Você pode ajudar enviando e-mails e mensagens aos seus amigos, parentes, clientes, colegas de trabalho ou de faculdade e incentivando-os a trazer os agasalhos a alguma das nossas escolas.
Você pode ajudar oferecendo o seu tempo e participando ativamente das equipes que vão buscar e levar as caixas e demais trabalhos que precisam de voluntários.
Você pode ajudar conseguindo caminhões, faixas e alto-falantes para que realizemos ações nas ruas residenciais dos bairros, a fim de que as pessoas nos escutem de dentro dos seus apartamentos e atirem os agasalhos nos caminhões, como temos feito em anos anteriores. Isto dá muito resultado.

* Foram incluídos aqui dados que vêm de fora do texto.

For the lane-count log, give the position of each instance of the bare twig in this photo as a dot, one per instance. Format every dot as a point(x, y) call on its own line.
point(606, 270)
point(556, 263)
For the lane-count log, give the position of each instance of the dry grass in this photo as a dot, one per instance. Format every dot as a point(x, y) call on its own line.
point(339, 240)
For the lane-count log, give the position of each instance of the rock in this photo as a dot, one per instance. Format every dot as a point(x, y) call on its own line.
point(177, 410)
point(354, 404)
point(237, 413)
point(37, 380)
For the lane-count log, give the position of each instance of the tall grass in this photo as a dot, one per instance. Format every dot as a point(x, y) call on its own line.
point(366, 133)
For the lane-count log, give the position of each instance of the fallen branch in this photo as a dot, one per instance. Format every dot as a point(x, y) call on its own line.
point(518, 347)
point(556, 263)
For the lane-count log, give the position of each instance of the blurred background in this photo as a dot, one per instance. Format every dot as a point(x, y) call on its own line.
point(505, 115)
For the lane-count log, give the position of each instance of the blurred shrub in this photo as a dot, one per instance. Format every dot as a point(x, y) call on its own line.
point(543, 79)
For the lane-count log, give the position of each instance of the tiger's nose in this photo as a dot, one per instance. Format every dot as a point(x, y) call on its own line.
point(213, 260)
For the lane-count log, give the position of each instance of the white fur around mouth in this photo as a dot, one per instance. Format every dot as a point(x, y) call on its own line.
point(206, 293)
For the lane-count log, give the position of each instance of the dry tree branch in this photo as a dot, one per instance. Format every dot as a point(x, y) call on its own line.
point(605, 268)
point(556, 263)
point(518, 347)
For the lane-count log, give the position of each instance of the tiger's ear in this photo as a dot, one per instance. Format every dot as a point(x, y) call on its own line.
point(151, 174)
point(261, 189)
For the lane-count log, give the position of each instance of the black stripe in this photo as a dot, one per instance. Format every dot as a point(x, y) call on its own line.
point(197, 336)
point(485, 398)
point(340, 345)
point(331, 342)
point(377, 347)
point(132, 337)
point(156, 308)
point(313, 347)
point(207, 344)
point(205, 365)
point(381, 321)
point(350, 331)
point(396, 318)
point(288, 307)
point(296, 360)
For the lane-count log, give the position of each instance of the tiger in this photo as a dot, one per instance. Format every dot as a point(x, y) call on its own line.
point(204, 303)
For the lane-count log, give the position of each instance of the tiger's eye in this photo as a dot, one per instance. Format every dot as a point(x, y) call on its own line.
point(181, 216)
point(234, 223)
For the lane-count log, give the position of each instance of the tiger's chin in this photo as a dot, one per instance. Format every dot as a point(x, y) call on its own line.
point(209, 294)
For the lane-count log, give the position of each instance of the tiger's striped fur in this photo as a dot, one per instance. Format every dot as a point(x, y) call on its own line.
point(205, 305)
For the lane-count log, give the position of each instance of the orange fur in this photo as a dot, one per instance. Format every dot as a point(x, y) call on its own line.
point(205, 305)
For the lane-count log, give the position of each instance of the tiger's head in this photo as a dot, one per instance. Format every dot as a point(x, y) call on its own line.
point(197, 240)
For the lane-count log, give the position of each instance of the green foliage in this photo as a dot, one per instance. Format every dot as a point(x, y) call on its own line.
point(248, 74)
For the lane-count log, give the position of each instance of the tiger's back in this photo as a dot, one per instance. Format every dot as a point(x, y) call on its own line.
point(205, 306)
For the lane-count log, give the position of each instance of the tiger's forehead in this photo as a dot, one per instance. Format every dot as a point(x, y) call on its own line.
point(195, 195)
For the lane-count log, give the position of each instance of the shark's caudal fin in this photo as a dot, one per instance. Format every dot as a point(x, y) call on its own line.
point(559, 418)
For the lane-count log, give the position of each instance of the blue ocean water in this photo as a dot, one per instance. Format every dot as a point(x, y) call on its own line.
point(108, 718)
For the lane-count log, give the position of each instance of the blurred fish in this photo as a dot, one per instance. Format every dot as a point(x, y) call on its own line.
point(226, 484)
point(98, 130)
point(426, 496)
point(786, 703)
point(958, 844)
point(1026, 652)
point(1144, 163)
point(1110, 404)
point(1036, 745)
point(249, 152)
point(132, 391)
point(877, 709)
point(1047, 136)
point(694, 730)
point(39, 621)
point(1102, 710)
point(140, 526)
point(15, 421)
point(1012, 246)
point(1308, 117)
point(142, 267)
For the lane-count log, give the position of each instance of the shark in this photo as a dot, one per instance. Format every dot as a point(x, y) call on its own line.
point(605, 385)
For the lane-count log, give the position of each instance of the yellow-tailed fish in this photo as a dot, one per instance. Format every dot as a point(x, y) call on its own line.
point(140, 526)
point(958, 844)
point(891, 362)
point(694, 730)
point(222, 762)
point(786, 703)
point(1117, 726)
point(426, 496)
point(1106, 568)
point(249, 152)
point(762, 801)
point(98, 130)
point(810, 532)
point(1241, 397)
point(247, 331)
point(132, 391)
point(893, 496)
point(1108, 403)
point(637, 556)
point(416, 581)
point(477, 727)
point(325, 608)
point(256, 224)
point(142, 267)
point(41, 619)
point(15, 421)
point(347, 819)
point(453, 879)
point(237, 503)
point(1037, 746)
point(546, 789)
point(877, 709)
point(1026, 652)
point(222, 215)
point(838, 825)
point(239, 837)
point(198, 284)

Você pode ajudar conseguindo que condomínios, prédios, empresas, clubes, academias, escolas permitam a colocação das nossas caixas de arrecadação.
Mas preciso que você reaja rápido.
Qualquer contato deve ser feito com a equipe de coordenação que é dirigida pelo professor Flávio Moreira das Unidades Anália Franco e Paes de Barros. As comunicações com ele podem ser efetuadas aqui, através do nosso blog.
Cada um ajuda como pode. Quem tem tempo, doa seu trabalho. Quem tem disponibilidade, efetua doações. O que importa é que estamos despertando nos jovens e em todos os nossos alunos a satisfação de sentirem-se úteis e, portanto, participantes da comunidade. Isto está em perfeita coerência com as propostas do Yôga, palavra que traduzida pode significar união, integridade, integração. No caso, integração na comunidade.
Oi Mestrão,
Vai uma sugestão que deu certo aqui. Levei duas caixas para o meu condomínio e coloquei uma em cada bloco e em dez dias as doações encheram as duas caixas. Fiquei muito feliz e agora estou tentando colocar no condomínio onde moram meus pais que é muito maior e deve ter muito mais doações.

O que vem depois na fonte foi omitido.